For those worried about their household fluffies turning into the real-life version of Homeward Bound, there are wearables no more the size of a doggie treat such as Tractive's line of GPS Pet Trackers. Combined with the accompanying mobile app, owners can get a real-time bead on their pet's location, as well as see a 24-hour history of their whereabouts. You can even create a virtual fence within your home and have the app alert you the instant a pet crosses it.

WonderWoof BowTie
The WonderWoof BowTie seen above fits snug onto a pug. It allows an owner to track their pet's activity and even sends them medication and grooming reminders. Ed Cara, Medical Daily

For the stylish pet personal trainer in us all, there's the WonderWoof BowTie. The Bluetooth connected device and companion app attaches to a collar and not only tracks how active your pet is in real-time, but offers a visual guide to how much exercise they should be getting based on their breed, size, and age — every time your dog completes 1/10th of their daily required activity, a doggy bone appears on the app.
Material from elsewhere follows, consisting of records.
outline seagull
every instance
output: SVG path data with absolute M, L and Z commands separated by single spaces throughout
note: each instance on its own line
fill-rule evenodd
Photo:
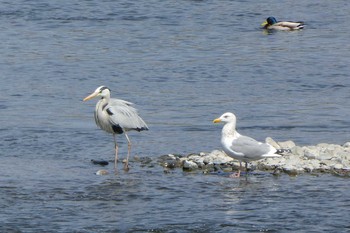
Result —
M 278 153 L 283 153 L 284 149 L 277 150 L 273 146 L 258 142 L 255 139 L 239 134 L 236 130 L 236 116 L 231 112 L 222 114 L 219 118 L 213 120 L 213 123 L 224 122 L 222 128 L 221 144 L 225 153 L 239 160 L 239 171 L 234 177 L 240 177 L 242 170 L 242 161 L 245 162 L 245 168 L 248 168 L 248 162 L 264 158 L 281 157 Z
M 90 100 L 95 97 L 101 97 L 95 108 L 95 122 L 102 130 L 113 134 L 115 145 L 115 160 L 114 168 L 117 169 L 118 161 L 118 144 L 116 134 L 125 134 L 128 141 L 128 155 L 124 170 L 129 169 L 129 156 L 131 142 L 127 132 L 130 130 L 143 131 L 148 130 L 147 124 L 138 115 L 137 110 L 132 106 L 132 103 L 121 100 L 112 99 L 111 91 L 108 87 L 100 86 L 91 95 L 84 98 L 83 101 Z

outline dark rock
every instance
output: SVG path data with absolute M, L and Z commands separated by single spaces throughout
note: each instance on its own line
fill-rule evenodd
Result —
M 91 162 L 93 164 L 96 164 L 96 165 L 101 165 L 101 166 L 107 166 L 109 164 L 108 161 L 106 160 L 95 160 L 95 159 L 91 159 Z

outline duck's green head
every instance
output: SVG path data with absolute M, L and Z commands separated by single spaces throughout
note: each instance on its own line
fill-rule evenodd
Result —
M 261 26 L 265 27 L 267 25 L 274 25 L 275 23 L 277 23 L 275 17 L 270 16 L 261 24 Z

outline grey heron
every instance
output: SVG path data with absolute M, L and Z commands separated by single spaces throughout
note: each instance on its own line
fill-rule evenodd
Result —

You can connect with other dog enthusiasts in the area, too.

While the app has been around for two years, the BowTie, $95, was released through its website and in select locations this past October, and will be available soon through Best Buy and Amazon. A WonderMeow is, of course, in development.

So you've kept your pet safe and physically fit, but what about keeping their minds active? Look no further than CleverPet, the world's first purported game console for dogs (and particularly-friendly cats).

Dog-proofed, the console comes equipped with three buttons that light up — when the dog pushes them in a certain way, out pops a treat. Soon enough, the dog, much like your college roommate with Call of Duty, gets hooked into playing more and the game becomes harder in turn, incorporating customizable sounds into the mix as well. An accompanying app allows the owner and CleverPet staff to track how well they're doing, and software upgrades ensure that the pup never runs out of new games to play.

Refreshingly, CleverPet was designed from the ground up with an eye towards science.

"We’re sitting on about a hundred years of research on how to train dogs," CleverPet's chief product officer and neuroscientist at UC San Diego Dr. Phillip Meier told Medical Daily. He added that between him and Dan Knudsen, co-founder and fellow UC San Diego neuroscientist, they had twenty years-worth of insight into animal training. "From that, we said, 'Well hey, what would it take to take what we know and make something that everyone can have in their living room and train people's dogs?'"

In addition to relieving dogs' boredom and keeping track of their food intake, the CleverPet team is hopeful their device, with its reward system, can not only instill good habits in gaming dogs but prevent bad ones from emerging. Having been in design for two years, which involved around 3 dozen beta-testing dogs, CleverPet finally went on sale this week through their website. It’s $299 ordinarily, but there's currently a $30 discount available.

If Princess Fiona's, CleverPet’s CES tester, reactions are anything to go by, it's sure to be a winner for dogs and owner alike.